Judge grants US lobster fishery two-year reprieve from right whale-related restrictions
The U.S. lobster fishery and the National Marine Fishery Service has gained another two years to work on a new set of regulations that better take the protection and preservation of North Atlantic right whales into account, in a ruling issued on an ongoing lawsuit from U.S. District Judge James Boasberg.
The lawsuit, Center for Biological Diversity v. Raimondo, was the source of a July 2022 ruling that found new NMFS regulations did not meet the standards required for the fishery to remain legal under the Marine Mammal Protection Act and the Endangered Species Act. Fishery representatives and regulators have been grappling on interpretations of the new rules, which were intended to protect the critically endangered North Atlantic right whale.
Boasberg’s latest decision, issued Friday, 18 November, has given the lobster fishery and NMFS more time to finalize a new large whale take reduction plan, with a revised due date of 9 December, 2024. In the remedy, Boasberg called his decision to remand the NFMS’s final rule “without vacatur” (vacating) the entire rule “the easy part,” as both the Center for Biological Diversity and the NMFS and lobstermen are “largely on the same page.”
However, Boasberg had a more difficult time decided whether to vacate the biological opinion outlining the lobster fisheries’ impact on right whales.
“The second factor, however, tilts the other way because of the considerable hardship such an order would inflict on the lobster industry and the states of Maine and Massachusetts,” Boasberg wrote in the decision.
The NMFS was proposing that the opinion be remanded without vacatur, and for the court to wait until 2030, while the environmental nonprofit Center for Biological Diversity advocated having the biological opinion remanded with vacatur, but with a stay of two years.
Instead, Boasberg chose a third option – to remand the biological opinion but hold the vacatur decision in abeyance.
“This decision is the wisest course because facts on the ground are shifting rapidly, as new data emerge on right-whale migratory patterns, mortality factors, technological change, and more,” Boasberg wrote. “The court believes it prudent to wait for as much information as possible before making a vacatur decision in this consequential matter.”

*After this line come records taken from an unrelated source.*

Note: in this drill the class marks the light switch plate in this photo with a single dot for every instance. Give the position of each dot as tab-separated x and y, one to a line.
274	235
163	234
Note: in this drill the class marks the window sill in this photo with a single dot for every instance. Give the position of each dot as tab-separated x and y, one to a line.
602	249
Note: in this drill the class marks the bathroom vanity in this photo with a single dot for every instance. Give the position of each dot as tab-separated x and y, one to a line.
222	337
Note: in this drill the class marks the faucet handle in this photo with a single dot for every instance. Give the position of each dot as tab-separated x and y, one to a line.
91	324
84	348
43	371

The court will now wait until after the rule is due in December 2024 to check back with both parties in the lawsuit, and will then determine whether or not the biological opinion should be vacated, and on what timeframe.
“The court’s approach will allow the federal lobster fishery some stability to keep operating, while all stakeholders continue their shared work of implementing corrective measures to secure the future of the right whale in the long term,” Boasberg wrote. “As it once again articulated in last week’s hearing, the court’s goal in this process remains to allow all stakeholders – conservationists, scientists, lobstermen, and others – to work collaboratively to ensure the survival of both the right whale and the lobster industry.”

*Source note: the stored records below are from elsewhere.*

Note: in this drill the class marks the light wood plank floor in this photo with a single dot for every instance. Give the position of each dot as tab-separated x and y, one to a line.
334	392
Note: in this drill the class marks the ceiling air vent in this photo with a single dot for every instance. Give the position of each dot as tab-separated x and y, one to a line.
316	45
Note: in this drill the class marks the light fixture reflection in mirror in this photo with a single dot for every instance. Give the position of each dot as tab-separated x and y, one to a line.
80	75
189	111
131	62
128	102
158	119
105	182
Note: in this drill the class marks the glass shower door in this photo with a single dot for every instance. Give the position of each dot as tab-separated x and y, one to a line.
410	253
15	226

Maine Lobstermen’s Association Executive Director Patrice McCarron said the decision “offers lobstermen some hope,” but that the current course will still be damaging to the fishery.

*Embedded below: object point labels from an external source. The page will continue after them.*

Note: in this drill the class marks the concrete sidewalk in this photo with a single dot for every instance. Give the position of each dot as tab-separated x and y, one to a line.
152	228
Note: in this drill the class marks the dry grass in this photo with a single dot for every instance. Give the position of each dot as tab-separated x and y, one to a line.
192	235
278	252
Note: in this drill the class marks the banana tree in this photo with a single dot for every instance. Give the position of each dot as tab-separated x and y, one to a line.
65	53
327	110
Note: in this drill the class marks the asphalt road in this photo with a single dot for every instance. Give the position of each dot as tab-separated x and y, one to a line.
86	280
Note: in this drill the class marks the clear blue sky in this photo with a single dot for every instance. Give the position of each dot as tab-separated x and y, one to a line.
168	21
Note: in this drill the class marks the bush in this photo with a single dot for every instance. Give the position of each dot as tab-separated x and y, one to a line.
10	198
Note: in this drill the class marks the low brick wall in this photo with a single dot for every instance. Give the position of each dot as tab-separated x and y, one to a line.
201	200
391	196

“We appreciate that the judge recognizes the need to avoid massive disruption of the fishery, but the simple truth is lobstermen are still mandated to achieve a 90 percent risk reduction in two years, which cannot happen without causing significant harm to the fishery,” McCarron said. "This is why the MLA's lawsuit against NMFS is so critical. We must continue our fight through the appeals court to force NMFS to reconsider its worst-case assumptions so that the risk-reduction goal will be recalculated to more closely reflect the risk posed by our fishery.”
The MLA recently filed its opening brief in an appeal of the federal regulations, and plans to continue fighting the requirements as they stand.
"The bottom line is the court’s decision provides us some additional time to ensure that a final whale plan is based on the best available science and commercial data, but not enough time to help recover right whales without needlessly sacrificing the Maine lobster fishery,” McCarron said.